La grille éléctrotactile était montée sur une énorme chaise de dentiste. La caméra était difficilement amovible, ce qui rendait la perception d'objets dans l'espace plus difficile.
En effet, plusieurs études démontrent que, pour que la sensation ressentie sur la peau soit interprétée comme provenant d'un objet dans l'espace, il est nécessaire d'avoir le contrôle sur la caméra, sinon il est plus difficile de faire cette généralisation.
Les premières expériences avec le TVSS n'arrivaient pas à faire identifier les objets par les sujets. Cet échec reflétait la nécessité de pouvoir contrôler la caméra pour extérioriser la sensation sur la peau, et ne plus rapporter une sensation sur le dos, ou le ventre, mais bien à un endroit dans l'espace.
Il semblerait donc que l'expérience visuelle requiert la possibilité de pouvoir modifier l'impression sensorielle de façon contrôlée. Il est nécessaire que le sujet puisse modifier son point de vue par rapport à l'objet et que cette modification de l'emplacement du sujet se traduise par une modification perceptuelle liée au changement de perspective.
Actuellement, il existe des dispositifs tels le Tongue Display Unit (TDU) beaucoup plus petits, et, avec l'avènement des microtechnologies, il est très facilement portatif.
Mike Ciarciello, interviewé dans abcnews, en septembre 2006 http://news.bbc.co.uk/nolavconsole/ifs_news/hi/newsid_6170000/newsid_6170500/nb_rm_6170531.stm |
L'usage de la langue a été préféré à celui de la peau du dos ou du ventre à cause de la surreprésentation corticale de la langue relativement aux autres parties du corps ( voir l'homunculus).
Cette surreprésentation est sans doute encore plus augmentée par la plasticité qui se produit suite à un entraînement à cet outil.

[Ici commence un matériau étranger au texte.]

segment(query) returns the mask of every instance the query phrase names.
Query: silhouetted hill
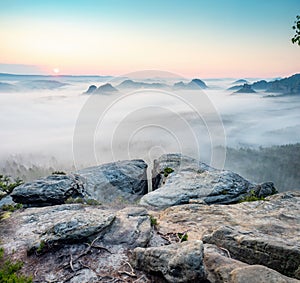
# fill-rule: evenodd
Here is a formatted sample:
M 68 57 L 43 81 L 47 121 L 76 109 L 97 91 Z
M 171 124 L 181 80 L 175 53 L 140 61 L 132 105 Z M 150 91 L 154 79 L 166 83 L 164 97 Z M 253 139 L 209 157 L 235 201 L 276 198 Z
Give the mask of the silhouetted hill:
M 128 89 L 139 89 L 139 88 L 169 88 L 168 85 L 163 83 L 145 83 L 145 82 L 136 82 L 133 80 L 125 80 L 117 88 L 128 88 Z
M 234 92 L 234 93 L 255 93 L 256 91 L 254 91 L 251 87 L 251 85 L 248 84 L 244 84 L 243 87 L 241 89 L 239 89 L 238 91 Z

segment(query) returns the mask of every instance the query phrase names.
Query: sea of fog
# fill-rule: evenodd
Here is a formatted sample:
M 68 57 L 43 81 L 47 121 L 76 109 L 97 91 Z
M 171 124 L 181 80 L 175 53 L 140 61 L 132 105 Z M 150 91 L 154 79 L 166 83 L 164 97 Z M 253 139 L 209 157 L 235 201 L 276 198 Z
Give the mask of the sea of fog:
M 218 146 L 300 142 L 299 97 L 232 95 L 226 88 L 233 81 L 206 80 L 209 88 L 196 91 L 83 95 L 104 82 L 81 80 L 56 90 L 0 93 L 0 172 L 30 180 L 123 159 L 150 164 L 169 152 L 222 168 L 226 152 L 216 153 Z

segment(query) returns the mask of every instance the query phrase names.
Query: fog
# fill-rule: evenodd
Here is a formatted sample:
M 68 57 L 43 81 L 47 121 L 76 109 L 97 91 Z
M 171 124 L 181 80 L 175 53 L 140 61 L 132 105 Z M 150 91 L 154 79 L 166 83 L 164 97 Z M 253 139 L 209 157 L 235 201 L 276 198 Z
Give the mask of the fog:
M 83 95 L 89 85 L 100 86 L 110 78 L 92 79 L 52 90 L 0 93 L 0 172 L 30 180 L 51 170 L 122 159 L 142 158 L 151 164 L 168 152 L 223 168 L 226 152 L 216 147 L 255 149 L 300 142 L 297 96 L 232 95 L 226 88 L 235 79 L 205 80 L 205 90 Z M 173 84 L 182 79 L 139 80 Z M 120 81 L 110 83 L 117 86 Z

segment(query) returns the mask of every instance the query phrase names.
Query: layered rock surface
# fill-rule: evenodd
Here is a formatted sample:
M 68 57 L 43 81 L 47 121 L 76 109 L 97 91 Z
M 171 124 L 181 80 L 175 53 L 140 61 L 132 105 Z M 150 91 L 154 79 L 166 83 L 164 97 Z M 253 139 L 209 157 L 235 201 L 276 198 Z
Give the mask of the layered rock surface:
M 130 201 L 145 192 L 146 167 L 141 160 L 110 163 L 80 170 L 77 183 L 72 180 L 77 185 L 80 180 L 88 197 L 111 192 L 100 197 L 115 200 L 123 194 Z M 53 178 L 64 180 L 66 188 L 73 184 L 69 175 Z M 299 282 L 299 192 L 218 204 L 249 192 L 267 196 L 274 186 L 255 185 L 176 154 L 155 162 L 153 189 L 148 195 L 164 190 L 162 202 L 171 206 L 108 201 L 6 212 L 0 218 L 1 246 L 6 256 L 24 262 L 22 271 L 34 282 Z M 188 201 L 174 205 L 168 194 Z M 64 198 L 62 193 L 59 199 Z
M 29 206 L 63 204 L 69 197 L 135 202 L 148 192 L 146 170 L 143 160 L 113 162 L 23 184 L 11 196 Z
M 234 172 L 212 168 L 181 154 L 165 154 L 154 161 L 152 189 L 140 204 L 157 208 L 193 201 L 229 204 L 252 194 L 260 197 L 276 192 L 271 182 L 253 184 Z

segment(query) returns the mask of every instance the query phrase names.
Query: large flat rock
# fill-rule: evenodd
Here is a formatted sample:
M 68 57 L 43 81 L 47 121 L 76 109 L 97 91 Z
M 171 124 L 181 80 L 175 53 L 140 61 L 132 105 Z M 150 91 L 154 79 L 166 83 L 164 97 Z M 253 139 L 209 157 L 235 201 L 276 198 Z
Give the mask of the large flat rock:
M 26 206 L 63 204 L 68 198 L 102 203 L 134 203 L 148 192 L 147 164 L 143 160 L 118 161 L 67 175 L 50 175 L 18 186 L 11 197 Z
M 158 213 L 162 234 L 187 232 L 216 244 L 232 258 L 300 279 L 300 193 L 234 205 L 189 204 Z
M 154 161 L 152 189 L 140 204 L 158 208 L 191 201 L 230 204 L 252 194 L 263 197 L 276 192 L 271 182 L 253 184 L 234 172 L 212 168 L 181 154 L 164 154 Z
M 84 188 L 100 202 L 123 200 L 133 203 L 148 192 L 147 164 L 140 159 L 89 167 L 76 172 Z

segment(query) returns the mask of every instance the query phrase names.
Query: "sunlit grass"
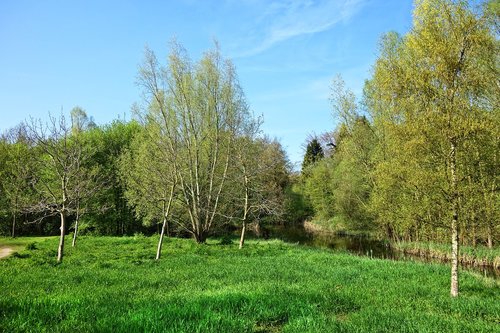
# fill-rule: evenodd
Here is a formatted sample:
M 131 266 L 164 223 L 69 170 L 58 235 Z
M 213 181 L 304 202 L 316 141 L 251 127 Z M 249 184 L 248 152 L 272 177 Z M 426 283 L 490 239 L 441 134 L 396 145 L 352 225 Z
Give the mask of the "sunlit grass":
M 69 240 L 69 238 L 68 238 Z M 4 332 L 499 332 L 500 286 L 443 265 L 371 260 L 280 241 L 221 245 L 57 238 L 0 261 Z

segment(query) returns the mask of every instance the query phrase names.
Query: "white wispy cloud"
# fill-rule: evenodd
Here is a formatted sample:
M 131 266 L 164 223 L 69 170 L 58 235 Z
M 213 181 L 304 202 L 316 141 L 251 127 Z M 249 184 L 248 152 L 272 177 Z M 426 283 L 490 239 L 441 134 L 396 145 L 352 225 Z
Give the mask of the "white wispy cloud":
M 302 35 L 331 29 L 351 18 L 367 0 L 286 0 L 265 2 L 262 14 L 255 20 L 245 44 L 252 48 L 239 52 L 237 57 L 248 57 L 270 49 L 274 45 Z

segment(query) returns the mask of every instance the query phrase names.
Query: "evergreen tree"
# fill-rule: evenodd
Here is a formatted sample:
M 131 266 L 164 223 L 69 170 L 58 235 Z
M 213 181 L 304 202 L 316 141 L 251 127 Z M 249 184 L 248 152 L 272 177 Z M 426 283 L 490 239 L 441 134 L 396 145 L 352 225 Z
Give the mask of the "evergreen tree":
M 325 156 L 323 148 L 317 138 L 313 138 L 306 148 L 304 161 L 302 162 L 302 172 L 304 172 L 310 165 L 318 162 Z

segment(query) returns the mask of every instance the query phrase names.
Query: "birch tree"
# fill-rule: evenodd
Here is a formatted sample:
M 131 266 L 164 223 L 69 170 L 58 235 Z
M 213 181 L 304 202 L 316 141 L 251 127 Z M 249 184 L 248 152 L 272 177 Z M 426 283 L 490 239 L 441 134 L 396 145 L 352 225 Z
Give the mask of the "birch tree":
M 459 291 L 460 202 L 470 154 L 465 148 L 491 121 L 498 121 L 497 51 L 487 20 L 466 1 L 420 0 L 412 30 L 388 40 L 370 83 L 382 101 L 375 103 L 382 107 L 374 118 L 384 124 L 386 156 L 397 160 L 389 166 L 401 170 L 394 184 L 404 184 L 410 196 L 417 195 L 411 199 L 415 208 L 430 202 L 431 210 L 440 210 L 438 219 L 448 220 L 453 297 Z M 412 167 L 404 158 L 418 165 Z M 380 185 L 385 177 L 379 175 Z

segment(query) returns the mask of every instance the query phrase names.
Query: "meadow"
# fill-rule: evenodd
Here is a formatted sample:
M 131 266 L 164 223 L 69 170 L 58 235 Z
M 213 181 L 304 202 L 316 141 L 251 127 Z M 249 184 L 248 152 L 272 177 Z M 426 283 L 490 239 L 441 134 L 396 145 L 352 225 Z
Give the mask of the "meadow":
M 0 238 L 0 245 L 8 239 Z M 500 283 L 449 267 L 281 241 L 17 240 L 0 260 L 2 332 L 500 332 Z M 70 244 L 70 238 L 67 238 Z

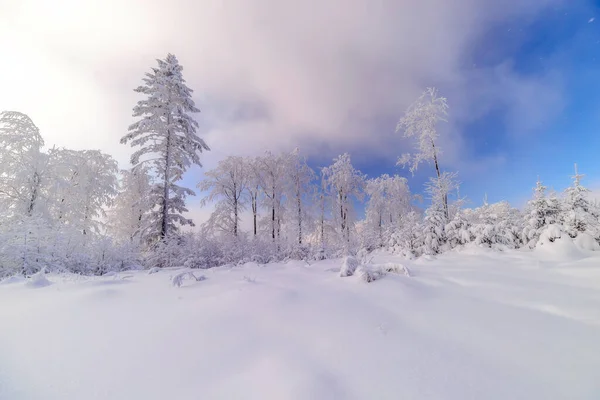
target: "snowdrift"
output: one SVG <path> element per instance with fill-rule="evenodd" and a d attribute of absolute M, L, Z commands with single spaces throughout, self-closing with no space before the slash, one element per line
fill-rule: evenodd
<path fill-rule="evenodd" d="M 451 252 L 12 279 L 0 399 L 597 400 L 599 264 Z M 385 276 L 356 284 L 365 271 Z"/>

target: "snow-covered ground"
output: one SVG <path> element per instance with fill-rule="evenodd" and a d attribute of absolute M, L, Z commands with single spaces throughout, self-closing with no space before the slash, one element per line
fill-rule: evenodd
<path fill-rule="evenodd" d="M 0 399 L 600 399 L 600 257 L 374 261 L 5 282 Z"/>

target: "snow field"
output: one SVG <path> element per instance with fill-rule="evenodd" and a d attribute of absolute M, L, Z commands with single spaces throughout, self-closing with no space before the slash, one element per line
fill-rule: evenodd
<path fill-rule="evenodd" d="M 0 399 L 598 399 L 588 254 L 379 254 L 412 276 L 371 283 L 342 260 L 12 279 Z"/>

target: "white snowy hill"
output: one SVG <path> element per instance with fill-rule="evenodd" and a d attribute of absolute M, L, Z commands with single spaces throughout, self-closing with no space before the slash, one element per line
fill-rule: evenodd
<path fill-rule="evenodd" d="M 600 399 L 600 257 L 452 252 L 0 284 L 0 399 Z"/>

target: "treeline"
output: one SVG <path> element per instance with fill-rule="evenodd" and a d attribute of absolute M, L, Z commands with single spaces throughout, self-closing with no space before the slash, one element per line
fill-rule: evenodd
<path fill-rule="evenodd" d="M 538 182 L 524 212 L 508 203 L 465 209 L 457 174 L 441 167 L 437 124 L 448 106 L 427 89 L 407 109 L 397 130 L 415 139 L 399 165 L 414 172 L 435 167 L 425 187 L 429 206 L 415 207 L 406 178 L 367 178 L 348 154 L 317 171 L 298 150 L 258 157 L 227 157 L 198 188 L 214 207 L 195 233 L 182 228 L 188 196 L 186 170 L 201 165 L 208 145 L 191 113 L 199 111 L 182 67 L 169 54 L 136 89 L 144 98 L 121 143 L 134 152 L 131 168 L 95 150 L 44 150 L 33 121 L 0 114 L 0 276 L 39 270 L 103 274 L 142 267 L 207 268 L 248 261 L 323 259 L 387 249 L 407 257 L 439 254 L 475 243 L 534 248 L 558 238 L 595 250 L 599 209 L 576 171 L 563 195 Z M 354 206 L 364 203 L 365 217 Z M 242 217 L 251 219 L 242 229 Z"/>

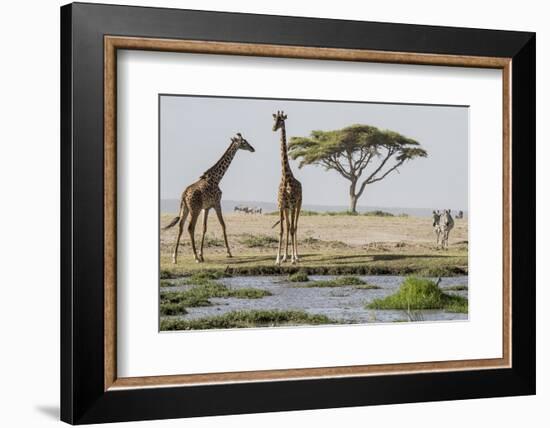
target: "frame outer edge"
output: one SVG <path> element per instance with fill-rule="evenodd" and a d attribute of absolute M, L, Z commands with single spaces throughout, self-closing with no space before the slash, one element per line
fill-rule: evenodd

Bien que le TDU ne dispose que de très peu de pixels pour représenter une image visuelle complexe, et est très nettement inférieur à la résolution de la vision, il est quand même possible d'accomplir certaines tâches perceptuelles complexes, telles la reconnaissance de visage, jugements de vitesse, perception de directions de mouvements d'objets.